51. The method of claim 41, further comprising contacting the tumor cell with a third reagent in a third amount that induces the tumor cell transformation from a mesenchymal to an epidermal state.

52. A method of treating a tumor cell in a patient, comprising: preconditioning the tumor cell by contacting the tumor cell with a first reagent that suppresses a myeloid derived suppressor cell (MDSC) in a tumor microenvironment, and contacting the tumor cell with a second reagent that blocks at least one of IL-8 signaling, a CXCR1 pathway, a CXCR2 pathway; wherein the first and second agents are administered in first and second amounts that prevent epidermal to mesenchymal transition of the tumor cell; wherein the first reagent reduces or abrogates recruitment of MDSCs in the tumor and/or accumulation of MDSCs in the tumor, and/or inhibits expansion of MDSCs in the tumor, and wherein the first reagent is distinct from the second reagent; and treating the tumor cell with at least one of chemotherapy, radiation therapy, and an immune therapy.

53. The method of claim 52, wherein the first reagent is contacted with the tumor cells prior to the second reagent contacting with the tumor cells.

54. The method of claim 52, further comprising determining expression of an EMT marker after contacting at least one of first and second reagents.

55. The method of claim 52, wherein the first reagent is selected from a group consisting of: a myeloid derived suppressor cell recruitment inhibitor a myeloid derived suppressor cell expansion inhibitor, a myeloid derived suppressor cell differentiation inhibitor, a myeloid derived suppressor cell activity inhibitor.

56. The method of claim 52, wherein the first reagent is aldoxorubicin.

57. The method of claim 52, wherein the second reagent is selected from a group consisting of: an IL-8 antagonist, a CXCR1 inhibitor, and a CXCR2 inhibitor.

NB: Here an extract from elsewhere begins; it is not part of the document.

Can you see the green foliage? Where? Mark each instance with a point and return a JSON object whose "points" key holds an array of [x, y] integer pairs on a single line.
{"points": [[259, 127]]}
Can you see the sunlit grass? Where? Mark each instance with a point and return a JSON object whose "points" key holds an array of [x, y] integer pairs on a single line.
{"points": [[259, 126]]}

58. The method of claim 52, wherein the second reagent blocks at least two of the IL-8 signaling, the CXCR1 pathway, the CXCR2 pathway, and the myeloid derived suppressor cell.

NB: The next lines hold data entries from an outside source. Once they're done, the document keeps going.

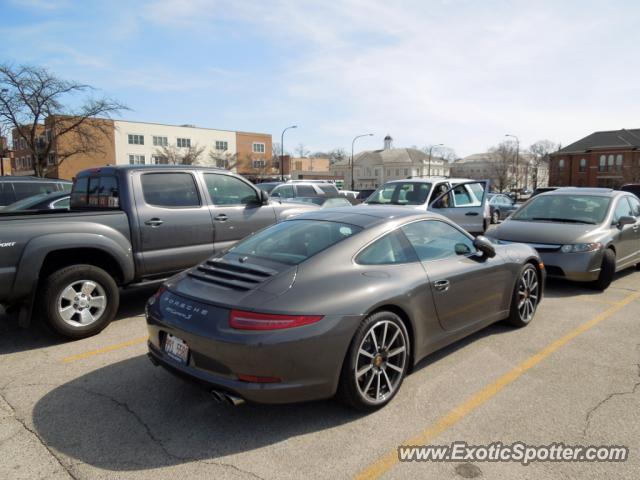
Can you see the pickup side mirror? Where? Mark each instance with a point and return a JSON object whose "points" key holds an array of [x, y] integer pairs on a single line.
{"points": [[625, 220], [483, 244]]}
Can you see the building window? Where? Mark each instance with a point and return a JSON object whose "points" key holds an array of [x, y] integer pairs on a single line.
{"points": [[136, 139], [184, 143], [160, 141], [582, 166]]}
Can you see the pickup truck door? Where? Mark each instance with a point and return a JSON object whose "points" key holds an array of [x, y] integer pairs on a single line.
{"points": [[176, 231], [466, 204], [236, 209]]}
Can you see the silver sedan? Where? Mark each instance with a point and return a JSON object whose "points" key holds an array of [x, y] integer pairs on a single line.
{"points": [[582, 234]]}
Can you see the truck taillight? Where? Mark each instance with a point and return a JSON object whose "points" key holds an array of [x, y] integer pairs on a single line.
{"points": [[242, 320]]}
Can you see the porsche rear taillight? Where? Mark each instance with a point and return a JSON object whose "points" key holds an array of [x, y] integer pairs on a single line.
{"points": [[242, 320]]}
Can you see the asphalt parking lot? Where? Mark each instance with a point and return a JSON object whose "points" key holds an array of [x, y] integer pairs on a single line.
{"points": [[97, 408]]}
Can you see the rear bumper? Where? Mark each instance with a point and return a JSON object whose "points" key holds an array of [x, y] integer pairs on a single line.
{"points": [[579, 267], [307, 360]]}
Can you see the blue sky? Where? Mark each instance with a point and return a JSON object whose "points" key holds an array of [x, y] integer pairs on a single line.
{"points": [[457, 72]]}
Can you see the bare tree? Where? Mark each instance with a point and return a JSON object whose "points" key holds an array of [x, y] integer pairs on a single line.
{"points": [[338, 155], [501, 165], [302, 151], [30, 94], [540, 152]]}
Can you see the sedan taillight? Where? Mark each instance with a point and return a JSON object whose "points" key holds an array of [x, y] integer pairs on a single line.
{"points": [[241, 320]]}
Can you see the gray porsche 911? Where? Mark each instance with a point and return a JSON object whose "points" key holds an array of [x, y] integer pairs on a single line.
{"points": [[342, 301]]}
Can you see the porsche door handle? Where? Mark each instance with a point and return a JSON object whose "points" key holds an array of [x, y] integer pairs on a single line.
{"points": [[154, 222]]}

59. The method of claim 52, wherein the chemotherapy is a metronomic low-dose chemotherapy, or wherein the immune therapy induces NK cell-mediated immune response and a T cell-mediated immune response.

60. The method of claim 52, wherein the immune therapy is a cell-based therapy that comprises modified NK cells, modified T cells, or an adenovirus is administered to the cells to produce neoepitopes displayed on the cells.